The chorus consists of harmonizing guitar parts, something that I featured more on this album than any other I’ve worked on. Interestingly, the middle guitar used to feature straight notes being being picked, but it interfered with the flow of the second and third guitar parts so I changed it to sustained power chords. Fortunately, the guitars and drums help keep that part of the song driving.
With the bridge featuring the rhythm guitar dancing between the two chords, I thought it’d be cool to have a bit of chaos with the other two guitars and bass. Nothing plays the same thing. It’s all just a bit of controlled improv because I improvised each part and roughly approximated what I initially wrote. Of course, the third guitar had a little bit of something to build off of from the second guitar. It’s messy and almost falls apart, but it works.
Back in 2004, my friend JD and I were working up some songs to try and put together another band. While I’ve told the story to others, as this is “permanent” post of sorts I’ll suffice it to say that he’d excused himself for a few minutes, and while he was gone I’d started playing the primary chord progression you hear in the right channel. I suddenly hear his voice from another room shout out “KEEP PLAYING THAT” and so I did. He came in and immediately began singing a melodic cover of “Ice Ice Baby”. We then hit the chorus and one of us added the melody you hear in the middle channel of the song.
As those things go, the project fell apart and I’ve sat on that song for a long time, never sure how to proceed because it’s difficult for me to write lyrics when I already have lyrics in my head. The melody has degraded in my memory a bit too but what you hear in the middle channel is the gist of it, further simplified and modified to fit where I’ve added or changed what I couldn’t remember. The bridge is completely new as we never got that far in writing or arranging the song. “Too Cold” is the first song I’ve released under kcwm with a guitar part that resembles a typical vocal line.

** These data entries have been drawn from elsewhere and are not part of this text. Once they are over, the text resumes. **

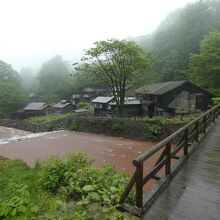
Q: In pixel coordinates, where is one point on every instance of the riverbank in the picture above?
(152, 129)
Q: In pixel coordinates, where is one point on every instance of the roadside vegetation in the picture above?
(60, 189)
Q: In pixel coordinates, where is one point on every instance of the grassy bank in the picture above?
(60, 189)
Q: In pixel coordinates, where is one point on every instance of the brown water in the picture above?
(11, 132)
(105, 149)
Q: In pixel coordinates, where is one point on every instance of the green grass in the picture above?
(24, 196)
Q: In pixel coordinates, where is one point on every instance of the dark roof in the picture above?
(178, 99)
(129, 101)
(36, 106)
(159, 88)
(103, 99)
(62, 104)
(80, 110)
(75, 96)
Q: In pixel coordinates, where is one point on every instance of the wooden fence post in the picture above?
(139, 186)
(168, 159)
(185, 149)
(205, 124)
(197, 131)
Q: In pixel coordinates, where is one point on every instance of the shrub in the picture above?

I will say, it took three versions of this song before I landed on the version I released. I simply could NOT align the guitars together and when I got to the choruses, the guitar parts were so sloppy it was like I didn’t even attempt to listen to the drums at all. It’s still not perfect, but it’s close enough that I don’t notice anything too glaring while I’m driving around and listening to the song. What? Yeah, I listen to my own songs when I’m driving in the car.
Thanks for going along with me on that long and winding journey. I could probably say more things about some of the songs but it’s already a pretty lengthy post.
In a world of noise, be sound.
Edit 3/11/22 – I reformatted this post to make use of tabs for each song to theoretically make things easier to read.